ヒラメ狙いで、まずは泳がせ釣りに使うアジを約40匹、イトヨリやサバなども30匹ほど上げた。15センチのアジで泳がせ釣りをしていたところ、午前11時前、置きざおにしていた1本に、ガツンとあたりがあった。さお先が海中に没するほどの強さで、「大物のヒラメだ」と喜び勇んで早合わせしたが、アジだけ食われて逃げてしまった。
2匹目を投入後、すぐに同じようなあたりが。「針が口の中に入るまで食わせよう」と、10分ほど放っておいた。その間、さおがグッグッと動き続けた。引き上げようとすると重く、「もう針は入っただろう」と電動リールで巻き上げようとした。しかし、根がかりしたかのように動かない。仕方なく手動で、15分ほどかけゆっくり巻き上げた。暴れ回りはしなかったが、底に向かってずっと引いていたという。
水面近くでようやく姿を見せ、「歯の鋭さからサメと勘違いした。とんでもないものがかかった」。タモに入りきらないうえ、ウナギのようにぬるぬるすべるため、網に歯を引っかけて船に上げた。かまれる恐怖から、針も外さずにスーパーの鮮魚コーナーに持ち込んだ。3枚におろしてもらったが、アジやサバなどの釣果がたくさんあったため、友人にあげたという。「焼いたらおいしかったらしい。次は自分で食べてみようかな」と話す。

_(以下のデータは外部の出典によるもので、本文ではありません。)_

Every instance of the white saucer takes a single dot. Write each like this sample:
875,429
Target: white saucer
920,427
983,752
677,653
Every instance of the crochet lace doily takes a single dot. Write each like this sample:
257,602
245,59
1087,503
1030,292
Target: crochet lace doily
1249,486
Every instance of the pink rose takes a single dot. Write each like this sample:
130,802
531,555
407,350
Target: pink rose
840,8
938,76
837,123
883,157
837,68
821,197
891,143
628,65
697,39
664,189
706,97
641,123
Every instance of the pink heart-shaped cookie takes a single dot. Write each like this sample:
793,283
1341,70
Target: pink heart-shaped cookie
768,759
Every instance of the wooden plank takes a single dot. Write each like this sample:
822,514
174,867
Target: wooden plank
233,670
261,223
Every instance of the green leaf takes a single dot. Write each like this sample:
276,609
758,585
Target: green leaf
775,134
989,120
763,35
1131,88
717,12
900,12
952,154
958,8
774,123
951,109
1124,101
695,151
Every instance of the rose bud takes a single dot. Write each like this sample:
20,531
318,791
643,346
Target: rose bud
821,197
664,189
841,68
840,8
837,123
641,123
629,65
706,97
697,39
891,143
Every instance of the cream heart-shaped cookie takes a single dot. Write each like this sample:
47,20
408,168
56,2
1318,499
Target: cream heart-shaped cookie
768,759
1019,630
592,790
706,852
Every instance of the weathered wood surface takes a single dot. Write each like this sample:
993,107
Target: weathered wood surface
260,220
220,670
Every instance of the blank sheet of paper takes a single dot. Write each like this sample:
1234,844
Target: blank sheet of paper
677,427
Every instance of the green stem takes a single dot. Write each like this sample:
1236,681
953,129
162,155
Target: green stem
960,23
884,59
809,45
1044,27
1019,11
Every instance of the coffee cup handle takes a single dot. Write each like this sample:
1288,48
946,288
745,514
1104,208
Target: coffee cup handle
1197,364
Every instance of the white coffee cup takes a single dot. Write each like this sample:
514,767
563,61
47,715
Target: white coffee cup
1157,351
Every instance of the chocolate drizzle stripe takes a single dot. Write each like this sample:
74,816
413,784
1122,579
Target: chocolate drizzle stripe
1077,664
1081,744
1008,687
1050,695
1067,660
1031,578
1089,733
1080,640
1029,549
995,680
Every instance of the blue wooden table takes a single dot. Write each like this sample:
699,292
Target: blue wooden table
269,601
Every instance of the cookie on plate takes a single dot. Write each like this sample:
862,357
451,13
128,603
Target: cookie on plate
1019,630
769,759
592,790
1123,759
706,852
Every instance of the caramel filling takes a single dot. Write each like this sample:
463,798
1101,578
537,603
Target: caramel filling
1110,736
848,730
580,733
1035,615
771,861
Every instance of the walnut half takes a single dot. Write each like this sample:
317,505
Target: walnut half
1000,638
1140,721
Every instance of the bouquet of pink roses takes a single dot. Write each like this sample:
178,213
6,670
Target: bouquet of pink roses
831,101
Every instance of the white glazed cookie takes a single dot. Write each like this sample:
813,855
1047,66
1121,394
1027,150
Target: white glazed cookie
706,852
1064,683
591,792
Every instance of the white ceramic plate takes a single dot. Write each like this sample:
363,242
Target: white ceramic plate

ハモの生態に詳しい志布志栽培漁業センター(志布志市)によると、ハモ、スズハモは東シナ海からアフリカ東部に分布。海底の泥場に巣穴をつくり、夜行性で小魚、カニ、イカなどを食べる。
両者とも最大2メートルまで成長するが、平均値はハモが0.8−1メートルで、スズハモはやや大きい。また、スズハモはハモに比べ、より岸に近く浅い場所に生息するため、同センターは「はっきり分からないが、スズハモの可能性が高い」としている。